Cientistas pesquisam uma forma de prevenir o parto prematuro

Foi reportado na Scientific Reports um estudo que pode ajudar os médicos a evitar a ocorrência de partos prematuros. O método estudado se baseia na inspeção do muco cervical, que de acordo com cientistas dos Estados Unidos, pode ser suficiente para conseguir monitorar a chance de um parto ocorrer antes do tempo.
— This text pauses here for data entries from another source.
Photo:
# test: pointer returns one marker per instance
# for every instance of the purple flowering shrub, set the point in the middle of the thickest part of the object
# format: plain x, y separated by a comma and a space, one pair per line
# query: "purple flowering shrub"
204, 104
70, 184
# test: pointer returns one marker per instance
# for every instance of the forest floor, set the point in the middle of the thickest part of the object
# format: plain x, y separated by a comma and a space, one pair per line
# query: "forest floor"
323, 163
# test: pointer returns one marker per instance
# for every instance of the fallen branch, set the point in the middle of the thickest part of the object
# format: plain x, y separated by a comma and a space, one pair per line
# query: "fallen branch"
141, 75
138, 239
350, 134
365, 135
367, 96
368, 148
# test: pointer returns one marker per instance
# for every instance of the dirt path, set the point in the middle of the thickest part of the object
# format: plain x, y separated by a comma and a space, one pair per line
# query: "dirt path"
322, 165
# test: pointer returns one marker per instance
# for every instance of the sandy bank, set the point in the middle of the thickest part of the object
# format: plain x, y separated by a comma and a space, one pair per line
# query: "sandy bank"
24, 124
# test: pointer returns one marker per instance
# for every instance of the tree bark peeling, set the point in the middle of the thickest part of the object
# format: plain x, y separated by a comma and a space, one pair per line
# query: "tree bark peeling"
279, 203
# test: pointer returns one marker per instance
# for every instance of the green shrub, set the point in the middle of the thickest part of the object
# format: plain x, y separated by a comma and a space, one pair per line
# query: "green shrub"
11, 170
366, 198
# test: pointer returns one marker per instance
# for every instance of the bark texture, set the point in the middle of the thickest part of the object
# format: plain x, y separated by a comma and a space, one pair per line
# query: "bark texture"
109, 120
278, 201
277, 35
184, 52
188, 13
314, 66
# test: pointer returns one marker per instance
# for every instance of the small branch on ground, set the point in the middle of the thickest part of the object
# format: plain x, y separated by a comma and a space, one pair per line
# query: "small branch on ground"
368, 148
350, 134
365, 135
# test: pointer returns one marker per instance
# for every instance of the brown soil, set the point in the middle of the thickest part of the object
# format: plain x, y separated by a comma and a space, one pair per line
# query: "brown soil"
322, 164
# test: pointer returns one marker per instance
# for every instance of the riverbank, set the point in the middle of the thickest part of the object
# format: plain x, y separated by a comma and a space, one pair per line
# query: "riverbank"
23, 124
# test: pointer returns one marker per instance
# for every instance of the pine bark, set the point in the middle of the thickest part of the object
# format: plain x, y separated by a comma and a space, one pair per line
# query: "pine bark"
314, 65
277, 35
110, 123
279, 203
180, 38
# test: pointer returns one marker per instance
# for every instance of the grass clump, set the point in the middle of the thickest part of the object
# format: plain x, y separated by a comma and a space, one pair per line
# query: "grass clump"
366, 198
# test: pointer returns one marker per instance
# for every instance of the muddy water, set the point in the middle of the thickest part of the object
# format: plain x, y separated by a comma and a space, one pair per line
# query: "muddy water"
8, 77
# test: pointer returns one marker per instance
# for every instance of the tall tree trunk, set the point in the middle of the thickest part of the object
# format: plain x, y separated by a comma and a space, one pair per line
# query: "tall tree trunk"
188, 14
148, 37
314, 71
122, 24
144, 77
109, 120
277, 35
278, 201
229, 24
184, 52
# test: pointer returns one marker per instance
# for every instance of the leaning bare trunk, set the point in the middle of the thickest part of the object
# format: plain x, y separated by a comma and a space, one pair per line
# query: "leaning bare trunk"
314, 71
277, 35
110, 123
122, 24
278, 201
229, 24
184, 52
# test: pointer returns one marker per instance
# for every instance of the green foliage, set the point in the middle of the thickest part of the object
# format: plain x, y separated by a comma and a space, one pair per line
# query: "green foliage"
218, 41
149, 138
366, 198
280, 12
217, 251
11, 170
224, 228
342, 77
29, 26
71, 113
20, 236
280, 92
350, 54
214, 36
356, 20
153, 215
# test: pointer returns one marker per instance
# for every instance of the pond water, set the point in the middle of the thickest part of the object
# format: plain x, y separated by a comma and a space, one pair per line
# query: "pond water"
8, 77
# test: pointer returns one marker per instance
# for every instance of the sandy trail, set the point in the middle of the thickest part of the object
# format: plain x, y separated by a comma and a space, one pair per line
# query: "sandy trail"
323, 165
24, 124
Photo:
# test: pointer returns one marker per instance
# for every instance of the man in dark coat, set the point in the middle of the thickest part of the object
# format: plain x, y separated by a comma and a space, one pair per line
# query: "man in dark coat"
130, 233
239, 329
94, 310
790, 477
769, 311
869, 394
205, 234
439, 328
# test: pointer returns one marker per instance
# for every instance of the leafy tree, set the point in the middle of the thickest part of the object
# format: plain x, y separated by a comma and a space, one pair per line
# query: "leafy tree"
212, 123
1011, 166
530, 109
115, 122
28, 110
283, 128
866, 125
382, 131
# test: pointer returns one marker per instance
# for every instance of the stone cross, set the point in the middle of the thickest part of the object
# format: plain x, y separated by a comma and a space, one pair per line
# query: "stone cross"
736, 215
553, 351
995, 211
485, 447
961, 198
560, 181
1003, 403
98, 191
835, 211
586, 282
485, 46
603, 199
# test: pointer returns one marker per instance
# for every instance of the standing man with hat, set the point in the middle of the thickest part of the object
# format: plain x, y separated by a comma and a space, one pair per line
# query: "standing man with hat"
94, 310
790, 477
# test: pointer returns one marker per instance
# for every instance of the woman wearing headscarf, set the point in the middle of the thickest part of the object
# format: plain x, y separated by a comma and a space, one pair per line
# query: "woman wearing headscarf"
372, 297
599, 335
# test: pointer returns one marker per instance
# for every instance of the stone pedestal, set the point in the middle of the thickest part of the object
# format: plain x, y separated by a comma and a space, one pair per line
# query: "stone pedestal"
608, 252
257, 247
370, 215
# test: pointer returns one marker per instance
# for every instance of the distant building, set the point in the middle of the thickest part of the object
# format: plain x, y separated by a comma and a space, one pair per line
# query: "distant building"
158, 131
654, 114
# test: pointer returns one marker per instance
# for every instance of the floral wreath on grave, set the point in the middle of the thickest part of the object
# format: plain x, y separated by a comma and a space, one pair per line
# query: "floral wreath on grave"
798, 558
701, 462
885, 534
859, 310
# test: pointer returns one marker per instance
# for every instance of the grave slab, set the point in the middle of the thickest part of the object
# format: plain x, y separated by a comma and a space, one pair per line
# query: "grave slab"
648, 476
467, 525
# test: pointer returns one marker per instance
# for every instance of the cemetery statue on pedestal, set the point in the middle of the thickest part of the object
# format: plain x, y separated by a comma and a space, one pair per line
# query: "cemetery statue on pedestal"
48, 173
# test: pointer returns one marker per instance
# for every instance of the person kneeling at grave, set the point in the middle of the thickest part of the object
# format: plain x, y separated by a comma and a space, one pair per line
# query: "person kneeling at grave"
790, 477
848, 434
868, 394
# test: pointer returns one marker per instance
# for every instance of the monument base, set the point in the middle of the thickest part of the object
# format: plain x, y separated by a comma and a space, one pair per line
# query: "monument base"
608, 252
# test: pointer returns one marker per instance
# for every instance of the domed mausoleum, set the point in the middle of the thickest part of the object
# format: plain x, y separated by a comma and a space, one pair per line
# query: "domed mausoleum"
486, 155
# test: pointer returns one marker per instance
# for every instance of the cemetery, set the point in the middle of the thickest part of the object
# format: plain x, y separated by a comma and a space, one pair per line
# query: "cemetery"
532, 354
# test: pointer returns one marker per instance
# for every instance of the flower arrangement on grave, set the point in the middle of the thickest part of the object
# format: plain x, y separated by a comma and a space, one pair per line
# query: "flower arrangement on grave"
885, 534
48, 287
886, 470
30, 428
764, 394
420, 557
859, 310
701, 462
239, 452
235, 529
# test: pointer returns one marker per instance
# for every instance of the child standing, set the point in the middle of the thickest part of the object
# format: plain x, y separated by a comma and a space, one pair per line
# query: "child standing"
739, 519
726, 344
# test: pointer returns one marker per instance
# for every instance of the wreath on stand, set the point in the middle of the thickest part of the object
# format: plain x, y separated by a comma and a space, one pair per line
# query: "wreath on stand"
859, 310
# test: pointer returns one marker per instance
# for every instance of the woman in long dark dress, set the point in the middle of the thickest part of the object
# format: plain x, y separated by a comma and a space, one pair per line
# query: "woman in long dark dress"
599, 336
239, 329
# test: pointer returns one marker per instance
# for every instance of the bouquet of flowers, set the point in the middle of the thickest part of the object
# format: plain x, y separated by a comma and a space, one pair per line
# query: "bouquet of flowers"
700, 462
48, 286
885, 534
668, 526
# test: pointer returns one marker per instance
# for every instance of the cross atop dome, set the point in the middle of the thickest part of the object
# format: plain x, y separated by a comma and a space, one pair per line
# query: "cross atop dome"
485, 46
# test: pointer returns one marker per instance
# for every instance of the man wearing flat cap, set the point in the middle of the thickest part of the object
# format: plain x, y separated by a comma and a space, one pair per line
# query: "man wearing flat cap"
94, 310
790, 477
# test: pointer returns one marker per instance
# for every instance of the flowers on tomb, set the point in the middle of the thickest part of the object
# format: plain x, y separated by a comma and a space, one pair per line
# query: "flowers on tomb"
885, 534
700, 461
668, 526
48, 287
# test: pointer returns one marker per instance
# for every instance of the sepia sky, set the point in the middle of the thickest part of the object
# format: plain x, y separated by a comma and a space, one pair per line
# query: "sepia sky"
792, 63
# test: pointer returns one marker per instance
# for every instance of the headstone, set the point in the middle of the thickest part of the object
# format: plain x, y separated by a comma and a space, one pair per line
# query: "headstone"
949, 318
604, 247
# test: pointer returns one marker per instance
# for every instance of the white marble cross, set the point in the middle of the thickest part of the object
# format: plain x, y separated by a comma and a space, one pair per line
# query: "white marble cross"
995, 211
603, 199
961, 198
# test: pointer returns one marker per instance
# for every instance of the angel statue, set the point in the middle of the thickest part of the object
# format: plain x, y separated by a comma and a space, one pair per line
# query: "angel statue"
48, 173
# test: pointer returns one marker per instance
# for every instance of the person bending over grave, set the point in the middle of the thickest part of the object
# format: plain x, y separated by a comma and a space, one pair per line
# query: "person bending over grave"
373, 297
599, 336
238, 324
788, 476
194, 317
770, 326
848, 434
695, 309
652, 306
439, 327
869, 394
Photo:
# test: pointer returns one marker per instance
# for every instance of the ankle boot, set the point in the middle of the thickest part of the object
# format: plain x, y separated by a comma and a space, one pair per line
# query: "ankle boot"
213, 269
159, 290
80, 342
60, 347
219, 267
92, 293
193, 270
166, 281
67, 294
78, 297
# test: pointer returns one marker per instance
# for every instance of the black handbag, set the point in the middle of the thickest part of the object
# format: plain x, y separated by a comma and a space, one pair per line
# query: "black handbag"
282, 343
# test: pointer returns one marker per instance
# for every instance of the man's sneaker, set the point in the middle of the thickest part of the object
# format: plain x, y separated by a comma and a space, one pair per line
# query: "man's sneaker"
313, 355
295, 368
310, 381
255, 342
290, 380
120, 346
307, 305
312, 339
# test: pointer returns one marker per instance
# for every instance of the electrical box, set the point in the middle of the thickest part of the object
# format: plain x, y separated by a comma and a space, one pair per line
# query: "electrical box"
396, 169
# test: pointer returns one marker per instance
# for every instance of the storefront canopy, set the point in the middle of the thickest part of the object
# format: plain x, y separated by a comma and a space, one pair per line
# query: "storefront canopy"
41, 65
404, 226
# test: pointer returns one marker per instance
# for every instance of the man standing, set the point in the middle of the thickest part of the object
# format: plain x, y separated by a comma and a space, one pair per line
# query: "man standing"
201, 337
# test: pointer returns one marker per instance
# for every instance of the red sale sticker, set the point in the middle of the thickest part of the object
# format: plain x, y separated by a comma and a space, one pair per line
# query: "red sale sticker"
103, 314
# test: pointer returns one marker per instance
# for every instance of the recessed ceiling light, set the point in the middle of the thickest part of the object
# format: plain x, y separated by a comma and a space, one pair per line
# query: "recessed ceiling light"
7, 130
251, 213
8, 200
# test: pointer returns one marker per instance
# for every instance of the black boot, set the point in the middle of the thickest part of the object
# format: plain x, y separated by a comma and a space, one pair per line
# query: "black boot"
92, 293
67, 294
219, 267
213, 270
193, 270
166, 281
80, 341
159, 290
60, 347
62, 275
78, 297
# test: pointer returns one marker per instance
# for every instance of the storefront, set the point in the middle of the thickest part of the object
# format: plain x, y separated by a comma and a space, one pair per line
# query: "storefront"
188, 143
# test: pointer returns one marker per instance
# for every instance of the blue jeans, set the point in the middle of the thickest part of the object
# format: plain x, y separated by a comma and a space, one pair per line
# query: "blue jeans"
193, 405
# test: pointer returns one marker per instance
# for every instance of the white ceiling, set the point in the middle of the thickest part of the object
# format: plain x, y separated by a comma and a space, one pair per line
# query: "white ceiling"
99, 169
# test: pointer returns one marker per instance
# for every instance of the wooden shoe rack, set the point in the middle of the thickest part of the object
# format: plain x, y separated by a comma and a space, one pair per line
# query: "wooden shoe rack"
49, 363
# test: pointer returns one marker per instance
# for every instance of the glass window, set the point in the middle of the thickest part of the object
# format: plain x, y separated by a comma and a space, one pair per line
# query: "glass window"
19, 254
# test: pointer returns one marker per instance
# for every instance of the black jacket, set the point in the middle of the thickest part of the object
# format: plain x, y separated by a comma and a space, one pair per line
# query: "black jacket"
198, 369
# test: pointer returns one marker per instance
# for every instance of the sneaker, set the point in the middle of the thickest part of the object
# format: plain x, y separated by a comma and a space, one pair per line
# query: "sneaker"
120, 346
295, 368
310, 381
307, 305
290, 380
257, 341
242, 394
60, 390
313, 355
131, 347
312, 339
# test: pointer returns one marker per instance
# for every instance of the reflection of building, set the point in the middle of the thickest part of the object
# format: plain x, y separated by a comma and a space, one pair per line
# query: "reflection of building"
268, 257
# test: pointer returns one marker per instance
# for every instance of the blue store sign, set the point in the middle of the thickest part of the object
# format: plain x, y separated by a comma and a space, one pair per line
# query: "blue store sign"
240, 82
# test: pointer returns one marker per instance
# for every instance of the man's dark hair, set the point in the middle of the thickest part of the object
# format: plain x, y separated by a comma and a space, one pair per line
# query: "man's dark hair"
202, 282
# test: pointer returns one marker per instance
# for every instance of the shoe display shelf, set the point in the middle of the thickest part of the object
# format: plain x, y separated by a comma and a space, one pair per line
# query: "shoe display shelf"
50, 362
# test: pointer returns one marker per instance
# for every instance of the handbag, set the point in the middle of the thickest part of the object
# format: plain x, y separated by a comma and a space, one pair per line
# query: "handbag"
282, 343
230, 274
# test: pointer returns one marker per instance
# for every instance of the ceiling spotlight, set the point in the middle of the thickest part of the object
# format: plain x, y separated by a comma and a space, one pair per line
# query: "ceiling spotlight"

Um nascimento antes dos 9 meses tem grandes chances de afligir dano ao recém-nascido. Pode acarretar problemas cognitivos, disfunções cardíacas e no pulmão. O médico ao perceber um parto vai ocorrer antes das 37 semanas, ele tenta adia-lo o máximo que ele consegue por intermédio de técnicas e remédios que impedem as contrações e a dilatação. No entanto, não é possível protelar além de 3 dias. A natureza toma as rédeas e o nascimento acorre quer a mãe queira ou não.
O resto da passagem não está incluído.